Learning to Fuse: Modality-Aware Adaptive Scheduling for Robust Multimodal Foundation Models
Journal:
arXiv
Published Date:
Jun 15, 2025
Abstract
Multimodal foundation models have achieved impressive progress across a wide
range of vision-language tasks. However, existing approaches often adopt fixed
or task-specific fusion strategies, neglecting the intrinsic variability of
modality reliability and sample complexity. In this paper, we propose
Modality-Aware Adaptive Fusion Scheduling (MA-AFS), a general framework that
learns to dynamically modulate the contribution of each modality on a
per-instance basis. MA-AFS introduces a lightweight neural scheduler that
predicts modality fusion weights by integrating visual and textual entropy
signals along with cross-modal agreement cues. This enables the model to
adaptively emphasize more reliable modalities, especially under noisy, missing,
or misaligned inputs.

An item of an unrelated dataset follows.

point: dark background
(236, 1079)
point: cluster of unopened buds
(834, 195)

We formulate the fusion process as a differentiable
scheduling mechanism, analyze its theoretical consistency and regularization
effect, and demonstrate that it improves robustness without increasing model
capacity significantly. Extensive experiments on image-text retrieval,
captioning, and visual question answering show that MA-AFS achieves consistent
performance gains over strong baselines such as CLIP, ALBEF, and BLIP.
Moreover, MA-AFS exhibits improved robustness under modality corruption and
enhanced generalization under domain shifts. Our work highlights the importance
of adaptive fusion and opens a promising direction toward reliable and
uncertainty-aware multimodal learning.